Refrigerated produce is received just-in-time, inspected for quality and then documented for traceability.
The production manager calls up the number of bins of produce required to reach the line’s target juice pounds. Produce is washed, sanitized and enters a press for juice extraction. The juice holds in chilled tanks until the batch is complete, at which point, the filler queues up. Filling occurs on one of three fillers, dependent on bottle size.
Once filled, the bottles move to HPP. Here, bottles load into one of the facility’s four HPP machines, and are subject to pressures in excess of 80,000 pounds.
“HPP uses pressure instead of heat to pasteurize the juice,” says Church. “This allows the nutrients in the juice to remain uncompromised and also preserves the juice’s ‘just-pressed’ taste. In addition, HPP technology allows Suja to avoid the use of all preservatives, additives and natural flavors. It really is just the juice.”
Once pressure is reached, the cycle completes, and bottles convey into packing.
In the packaging room, the bottles receive shrink sleeves or labels and are packaged in shrink bundles or display cases, before being palletized and moved to the finished goods cooler for warehousing.
Sustainable juice processing
Suja sends a majority of its pulp to local farmers for cattle feed. Additionally, the facility was designed with LED lighting and proximity sensors for automated operation, a high-efficiency refrigerator panel to keep all cold air inside and converted much of the produce sourcing to reusable bins to reduce corrugate waste.
“We are working toward a zero-waste facility,” adds Church. “We eliminated all corrugated boxes on several of our lines, and not only saved the company money, but also saved over 1 million pounds per year of corrugate.”
The Oceanside plant operates five days a week with one shift bottling and three shifts on HPP. And, the SQF-certified plant carries out all food safety-related duties under HACCP trained personnel.
“Because we have so many certifications and because we’re regulated as a juice processor, we’re audited regularly and throughout the year by the FDA for compliance to HACCP as well our various certifiers,” says Church.
Suja also places immense focus on its worker and food safety programs.
Every stage of Suja’s production process is carefully temperature-controlled and monitored.

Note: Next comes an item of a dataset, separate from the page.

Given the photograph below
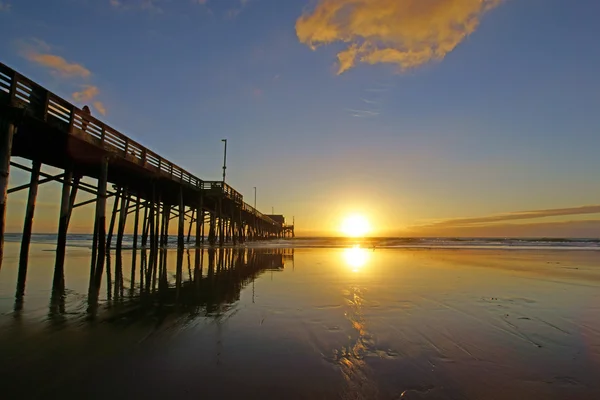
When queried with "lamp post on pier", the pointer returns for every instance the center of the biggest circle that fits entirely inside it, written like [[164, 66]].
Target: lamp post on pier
[[224, 158]]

“Our food safety program encompasses all stages of manufacturing starting with Good Manufacturing Practices and HACCP training,” Church adds. “An in-house quality lab provides support for ensuring equipment is properly sanitized and ready for processing. Worker safety programs have been designed with OSHA consultants to mitigate workplace issues and provide the best work environment for employees.”
Suja procures a wide range of international ingredients, and sends several truckloads a week to western Canada. On the procurement side, international ingredients make up about 5% of total pounds purchased, according to Church. The company’s inbound reach extends from Asia to South America to Madagascar, with many areas in between.
“Our biggest challenge when sourcing internationally comes from ensuring that the product quality is up to our standards,” says Church. “We only use the most premium ingredients for our product, but this not only comes at a premium cost; it also requires a lot of hands-on management to ensure the R&D samples we procure match production-grade ingredients. We manage this by detailing a very precise specification for quality parameters (as detailed in a Certificate of Authenticity with every load) as well as taste.”
Going forward, Suja plans to leverage the organic market to reduce raw material costs, further investigate ways to reduce waste and expand its on-shelf presence by innovating new products in new categories, says Church.
“Our people are what separate us from our competition,” he adds. “The dedication, commitment and work ethic are second to none. Our passion, excitement and enthusiasm, while at times stressful, are what we are left longing for when we are away from it. There is something very intangible about working at Suja. We truly believe that we can make a difference.”